One year after the start of b Instrumental, the Suracks donated 100 lightly used instruments to provide students with better access to the equipment. Since then, Sweetwater has continued to support the program by giving it access to new and little used instruments that students can borrow as well as financial contributions.

Bruce Schneider, b Instrumental program director at FWCS, says the instruments themselves provide students with better learning opportunities.

“When I was first hired, many of our instruments were over 30 years old in our district,” says Schneider.

Amara Marion, an eighth-grader at Memorial Park, poses with her trumpet at a local music hotspot in Fort Wayne, Crescendo Coffee & More.

A challenge with older instruments is that they each have unique and different quirks, and since students might have a different one each year in class, they would have to make up for the differences in each instrument. Having a consistent, newer instrument that they can use throughout their education with b Instrumental gives them more encouragement and ease in the already difficult process of learning to play.

“Without Sweetwater and the donations, we wouldn’t be where we are now in terms of instruments,” said Schneider. “So far we have purchased 682 new instruments for just over $ 405,000.”

Since the start of b Instrumental, the program has grown to 462 students enrolled for the 2021-2022 academic year, after a slight drop due to the COVID-19 pandemic. Schneider says like many things during the pandemic, taking music lessons was not easy.

“COVID affected our enrollment for a while because the kids just didn’t have the same experience they would have in a normal school year,” he says. “We never really stopped the band, but the ensemble classes were really down by that point.
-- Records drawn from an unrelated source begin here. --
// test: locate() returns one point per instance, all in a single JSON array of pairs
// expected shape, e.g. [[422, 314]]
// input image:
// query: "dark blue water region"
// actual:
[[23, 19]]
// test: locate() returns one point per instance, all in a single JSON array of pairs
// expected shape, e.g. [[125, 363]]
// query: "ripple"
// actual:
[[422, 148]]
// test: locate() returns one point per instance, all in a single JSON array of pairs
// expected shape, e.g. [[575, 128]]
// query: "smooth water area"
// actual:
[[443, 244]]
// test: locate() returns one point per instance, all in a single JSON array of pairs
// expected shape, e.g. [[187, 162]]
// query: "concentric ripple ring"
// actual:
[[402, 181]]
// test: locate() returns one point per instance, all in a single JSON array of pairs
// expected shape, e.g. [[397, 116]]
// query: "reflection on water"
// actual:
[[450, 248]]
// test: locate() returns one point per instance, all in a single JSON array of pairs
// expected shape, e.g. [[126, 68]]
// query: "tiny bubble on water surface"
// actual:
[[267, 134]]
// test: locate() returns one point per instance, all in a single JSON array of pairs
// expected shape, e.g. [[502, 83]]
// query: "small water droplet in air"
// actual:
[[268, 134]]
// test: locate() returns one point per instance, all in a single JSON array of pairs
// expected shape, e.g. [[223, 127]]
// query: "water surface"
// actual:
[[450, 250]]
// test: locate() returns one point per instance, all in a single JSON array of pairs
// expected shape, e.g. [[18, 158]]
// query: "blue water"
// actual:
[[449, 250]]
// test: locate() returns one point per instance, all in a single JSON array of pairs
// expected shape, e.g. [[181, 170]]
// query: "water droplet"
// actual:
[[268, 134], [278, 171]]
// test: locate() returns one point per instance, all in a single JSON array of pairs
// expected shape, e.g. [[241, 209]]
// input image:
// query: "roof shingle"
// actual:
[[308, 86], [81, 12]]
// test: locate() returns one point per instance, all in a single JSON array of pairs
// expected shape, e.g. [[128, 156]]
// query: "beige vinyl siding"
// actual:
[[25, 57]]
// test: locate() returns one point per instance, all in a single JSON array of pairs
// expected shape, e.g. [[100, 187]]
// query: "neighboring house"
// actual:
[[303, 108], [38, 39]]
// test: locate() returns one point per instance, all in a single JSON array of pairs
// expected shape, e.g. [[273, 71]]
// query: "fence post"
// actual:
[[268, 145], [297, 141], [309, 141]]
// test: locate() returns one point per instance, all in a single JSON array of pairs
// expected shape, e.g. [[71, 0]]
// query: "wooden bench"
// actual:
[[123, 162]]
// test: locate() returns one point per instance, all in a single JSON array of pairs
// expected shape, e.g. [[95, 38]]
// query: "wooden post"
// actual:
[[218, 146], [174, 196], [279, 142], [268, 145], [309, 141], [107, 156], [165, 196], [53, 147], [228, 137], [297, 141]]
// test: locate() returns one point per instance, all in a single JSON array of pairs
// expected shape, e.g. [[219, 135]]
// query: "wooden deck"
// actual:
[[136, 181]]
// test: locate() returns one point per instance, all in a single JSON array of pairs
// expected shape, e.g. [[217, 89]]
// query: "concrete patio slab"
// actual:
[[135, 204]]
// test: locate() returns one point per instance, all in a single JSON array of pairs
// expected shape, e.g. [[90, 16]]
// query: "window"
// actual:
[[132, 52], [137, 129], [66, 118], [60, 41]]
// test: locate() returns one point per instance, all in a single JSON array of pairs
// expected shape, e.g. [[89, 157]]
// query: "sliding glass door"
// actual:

Point in time.”

Schneider says the program has returned to some normalcy and has reverted to full orchestral and orchestral lessons.

While re-entering the classroom, Marion says that b Instrumental has helped her retain her musical skills and continue to develop her craft without having to worry about carrying her trumpet between school and home.

Entering 8th grade this year, she wanted to take over a band because of the people in her class, the chance to perform on stage, and the opportunity to continue learning from her group director at Memorial Park Middle School, Scott Maack. .

“He’s been a really good role model for me,” says Marion.

Amara Marion, eighth grade student at Memorial Park, writes piano songs at Crescendo Coffee & More.

She is also grateful for the support and trust she has received from Sweetwater and b Instrumental. Before joining a band, his only experience with the trumpet was playing once with his grandfather’s crown. Although the instruments are similar, the crown had been in the family for many generations and did not need to be granted.

“Sweetwater sent us some really nice instruments,” she says. “I know that some students who want to play an instrument don’t have this opportunity. “

Thanks, in part, to the growth that b Instrumental inspired, FWCS was recently approved by the State of Indiana to have graduation path for civic arts programs, which will include an option to study music, says Schneider. This means that students like Marion who are considering a career in music will have a dedicated high school program to prepare them for college or post-secondary careers.

“It would be really great if b Instrumental were open to more schools,” says Marion. “It’s a really cool program. It encouraged me to play more and be successful in playing the trumpet.”

Learn more
For more information on b InstrumentAl or to donate to the program, visit the FWCS Foundation website.

This story is one of a series supported by Pure water.